今は亡き某指定組織の三次団体幹部の妻だった、待田芳子姐さんが語る極妻の暮らし、ヤクザの実態――。

■中野会会長の本が同時期に2冊

「宮崎学先生が、中野太郎さんと本を出されるそうですが、何か聞いていらっしゃいます?」

 編集者さんから聞かれました。しかも、同じく大御所作家の山平重樹先生も、中野さんの評伝を同時期に出されるのだそうです。

「ごめんなさい、ぜんぜんわかんないです。ていうか聞いてないです」

 確かにワタクシめは宮崎先生には拙著で解説を書いていただいていますが、ごあいさつを含めて、これまで数度しかお会いしたことがないのです。なので、出版情報を教えていただけることもなく、ましてやこちらから「中野会の会長とご本を書かれたんですか? 山平先生も同じ時期に出版されるのは、なんでですか?」なんて聞けるわけありません。畏れ多いにもほどがあります。

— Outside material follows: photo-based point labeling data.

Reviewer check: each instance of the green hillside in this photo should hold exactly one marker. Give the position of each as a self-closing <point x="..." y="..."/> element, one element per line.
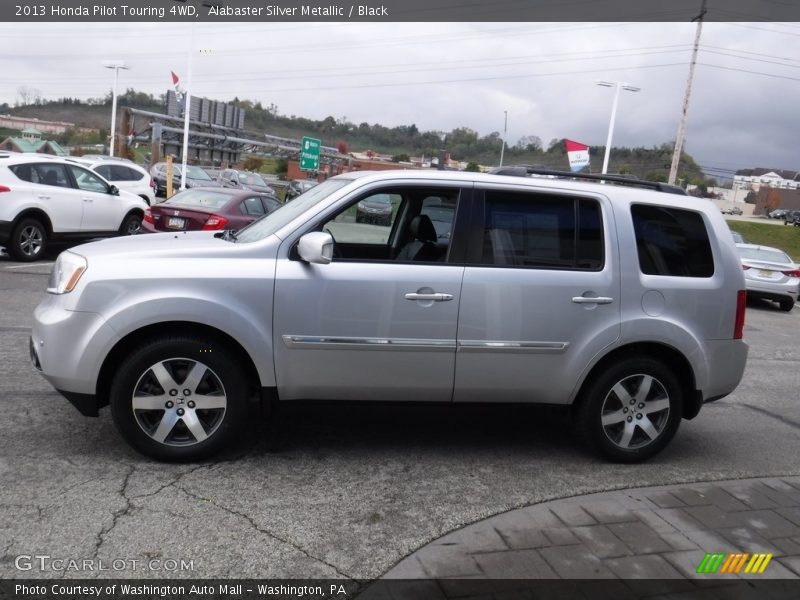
<point x="406" y="140"/>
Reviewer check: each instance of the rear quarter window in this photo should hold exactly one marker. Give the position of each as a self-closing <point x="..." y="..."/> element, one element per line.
<point x="671" y="241"/>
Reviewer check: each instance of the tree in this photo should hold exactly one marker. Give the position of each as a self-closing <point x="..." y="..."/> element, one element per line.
<point x="253" y="163"/>
<point x="28" y="95"/>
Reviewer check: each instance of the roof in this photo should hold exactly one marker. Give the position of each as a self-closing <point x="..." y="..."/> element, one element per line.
<point x="42" y="146"/>
<point x="758" y="171"/>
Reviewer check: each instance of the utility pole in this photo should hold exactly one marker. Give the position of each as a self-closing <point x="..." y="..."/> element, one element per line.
<point x="505" y="133"/>
<point x="676" y="155"/>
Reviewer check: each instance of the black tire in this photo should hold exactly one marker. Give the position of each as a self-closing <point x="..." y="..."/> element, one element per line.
<point x="131" y="224"/>
<point x="603" y="398"/>
<point x="165" y="433"/>
<point x="28" y="240"/>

 そんなわけで、何も存じ上げなかったのですが、知り合いの記者さんによると、「詳しくはわからないけど、出版時期が重なったのは偶然」だそうです。

■芸人さんにも頼られたコワモテ

 いろいろ気になるところではありますが、今となっては「中野太郎さん」をご存じの方は少ないでしょうね。五代目山口組時代の20年以上前は結構有名な親分さんでした。もともとは山健組(2015年に分裂して「神戸山口組」を結成した組)のご出身でしたが、五代目体制の発足後、直参に昇格しています。いわゆる二次団体「中野会」の会長となったんですね。中野会長は、組織拡大とかにご興味がなかったそうで、組員さんの数もはっきりしていませんが、それでも最盛期には「2,000人」との説もあるほどでした。そして、いつも怒っていて、あだ名は「ケンカ太郎」。「とにかく無茶苦茶やった」とはオットの兄弟分さんの証言です。コワモテで「イケイケ」の武闘派として知られながらも、五代目を敬愛し、礼儀正しい一面もあったとか。組員さんのご家族にもやさしかったそうですよ。

 ヤクザの間で有名なのは、かつて西川きよしさんとのコンビで漫才ブームを牽引した伝説の漫才師・横山やすしさんとの関係ですね。やすしさんは借金取りが来ると、「ワシの親分は中野や。中野に取りに行け」と言っていたそうです。別に親分ではないので、迷惑していた中野会長は子分さんに、やすしさんを守るように言ったのだとか。この命令で、やすしさんを舎弟にしたのが、今はヤクザの更生を支援するNPO代表としてテレビにもよく出ている竹垣悟さんですね。ご著書『極道ぶっちゃけ話』(イースト・プレス)に、そのエピソードが書かれています。写真週刊誌にお2人が兄弟の盃を交わしている写真が掲載されたことがあり、今でもネット上で見ることができます。

■掟破りの幹部射殺

 そんな芸人さんとのほのぼの(?)エピソードはともかく、中野会長と中野会を有名にしたのは、1997年8月の五代目山口組若頭の射殺事件です。若頭という大幹部を射殺するなんて、タブー中のタブーですからね。しかも駅前のホテルのティーラウンジだったために、流れ弾に当たって一般の方も亡くなられています。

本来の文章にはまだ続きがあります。